このようにして構築された該ヒトデルタ−2をコードするDNAを含有する発現プラスミドを用いて、形質転換体を製造した。
宿主としては例えばエシェリヒア属菌、バチルス属菌、酵母、動物細胞などが挙げられる。動物細胞としては、例えばサル細胞であるCOS−7、Vero、チャイニーズハムスター細胞CHO、カイコ細胞SF9などが挙げられる。
実施例4に示したごとく、上記の1)〜5)の発現ベクターをそれぞれ別々に遺伝子導入し、ヒト新規ヒトデルタ−2をCOS−7細胞(理化学研究所、細胞開発銀行から入手可能、RCB0539)で発現させ、これら発現プラスミドで形質転換された形質転換体が得られる。

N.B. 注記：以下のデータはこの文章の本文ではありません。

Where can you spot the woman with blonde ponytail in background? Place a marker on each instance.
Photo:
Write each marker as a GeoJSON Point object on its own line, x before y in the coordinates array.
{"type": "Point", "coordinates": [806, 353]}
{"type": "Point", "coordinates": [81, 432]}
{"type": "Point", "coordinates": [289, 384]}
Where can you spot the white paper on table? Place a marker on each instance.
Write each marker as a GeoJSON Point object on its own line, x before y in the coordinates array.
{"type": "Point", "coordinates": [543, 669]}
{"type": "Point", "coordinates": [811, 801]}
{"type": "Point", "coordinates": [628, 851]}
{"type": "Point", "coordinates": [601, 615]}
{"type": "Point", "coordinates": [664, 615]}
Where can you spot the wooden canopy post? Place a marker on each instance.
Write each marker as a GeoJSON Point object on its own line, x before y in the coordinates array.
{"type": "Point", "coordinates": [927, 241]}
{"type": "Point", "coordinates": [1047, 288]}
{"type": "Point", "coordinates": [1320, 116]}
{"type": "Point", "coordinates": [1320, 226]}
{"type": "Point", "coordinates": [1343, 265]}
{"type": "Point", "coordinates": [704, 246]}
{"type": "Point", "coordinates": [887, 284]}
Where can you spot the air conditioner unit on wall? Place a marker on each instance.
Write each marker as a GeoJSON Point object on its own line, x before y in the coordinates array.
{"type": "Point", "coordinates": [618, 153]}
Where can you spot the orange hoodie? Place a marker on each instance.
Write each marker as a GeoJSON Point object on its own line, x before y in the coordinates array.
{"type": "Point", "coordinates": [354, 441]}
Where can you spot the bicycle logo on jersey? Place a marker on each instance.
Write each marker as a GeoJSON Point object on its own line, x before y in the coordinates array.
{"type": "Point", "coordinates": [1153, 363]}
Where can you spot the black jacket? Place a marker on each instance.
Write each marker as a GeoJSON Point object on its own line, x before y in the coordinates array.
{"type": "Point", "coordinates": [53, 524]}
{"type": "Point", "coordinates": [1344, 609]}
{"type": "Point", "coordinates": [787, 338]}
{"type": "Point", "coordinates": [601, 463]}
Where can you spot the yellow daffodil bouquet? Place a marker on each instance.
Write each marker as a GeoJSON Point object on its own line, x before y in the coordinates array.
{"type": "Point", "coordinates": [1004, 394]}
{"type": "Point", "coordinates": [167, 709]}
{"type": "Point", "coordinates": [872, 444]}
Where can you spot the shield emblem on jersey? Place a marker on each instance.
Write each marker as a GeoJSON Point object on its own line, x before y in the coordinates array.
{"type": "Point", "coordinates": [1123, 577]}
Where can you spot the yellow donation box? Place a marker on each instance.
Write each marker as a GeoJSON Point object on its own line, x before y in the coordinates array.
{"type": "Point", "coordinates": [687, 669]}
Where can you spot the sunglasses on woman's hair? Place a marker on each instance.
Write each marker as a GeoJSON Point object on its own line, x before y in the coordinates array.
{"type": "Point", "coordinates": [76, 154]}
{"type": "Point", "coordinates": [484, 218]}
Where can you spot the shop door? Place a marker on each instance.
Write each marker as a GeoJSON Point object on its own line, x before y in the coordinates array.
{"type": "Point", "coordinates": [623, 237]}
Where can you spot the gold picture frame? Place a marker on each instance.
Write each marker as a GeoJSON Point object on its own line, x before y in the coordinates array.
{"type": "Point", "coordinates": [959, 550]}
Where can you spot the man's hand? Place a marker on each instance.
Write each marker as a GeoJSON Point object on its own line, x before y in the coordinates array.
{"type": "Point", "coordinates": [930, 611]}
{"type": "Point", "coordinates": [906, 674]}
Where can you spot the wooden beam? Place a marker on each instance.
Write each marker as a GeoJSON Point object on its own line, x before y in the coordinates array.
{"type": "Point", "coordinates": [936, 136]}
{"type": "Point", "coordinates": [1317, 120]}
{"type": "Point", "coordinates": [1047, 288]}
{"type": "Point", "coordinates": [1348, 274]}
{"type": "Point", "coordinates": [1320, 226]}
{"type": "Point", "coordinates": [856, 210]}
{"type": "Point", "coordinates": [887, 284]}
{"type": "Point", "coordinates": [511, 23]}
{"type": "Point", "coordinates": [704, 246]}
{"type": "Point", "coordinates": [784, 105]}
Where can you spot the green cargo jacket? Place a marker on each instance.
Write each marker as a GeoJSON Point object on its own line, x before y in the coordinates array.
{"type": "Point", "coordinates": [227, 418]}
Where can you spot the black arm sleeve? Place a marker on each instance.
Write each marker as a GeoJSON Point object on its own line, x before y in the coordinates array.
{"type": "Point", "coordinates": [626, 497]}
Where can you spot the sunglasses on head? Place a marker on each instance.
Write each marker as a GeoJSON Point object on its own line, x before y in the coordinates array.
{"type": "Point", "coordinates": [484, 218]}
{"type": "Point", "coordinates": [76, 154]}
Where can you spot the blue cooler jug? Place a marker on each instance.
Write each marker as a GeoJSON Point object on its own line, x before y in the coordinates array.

さらに、各形質転換体をそれぞれ公知の方法により、適当な培地中で適当な培養条件により培養することによって各種新規ヒトデルタ−2ポリペプチドを製造することができる。
実施例5に示したごとく、上記の様な培養物から新規ヒトデルタ−2ポリペプチドを分離精製することができる。また、一般的には下記の方法により行うことができる。
すなわち、培養菌体あるいは細胞から抽出するに際しては、培養後、公知の方法、たとえば遠心分離法などで菌体あるいは細胞を集め、これを適当な緩衝液に懸濁し、超音波、リゾチーム及び/または凍結融解などによって菌体あるいは細胞を破砕した後、遠心分離や濾過により粗抽出液を得る方法などを適宜用いることができる。緩衝液の中に尿素、塩酸グアニジンなどのタンパク変性剤や、トリトンX−100などの界面活性剤が含まれていてもよい。培養溶液中に分泌される場合には、培養液を公知の方法、たとえば遠心分離法などで菌体あるいは細胞と分離し、上清を集める。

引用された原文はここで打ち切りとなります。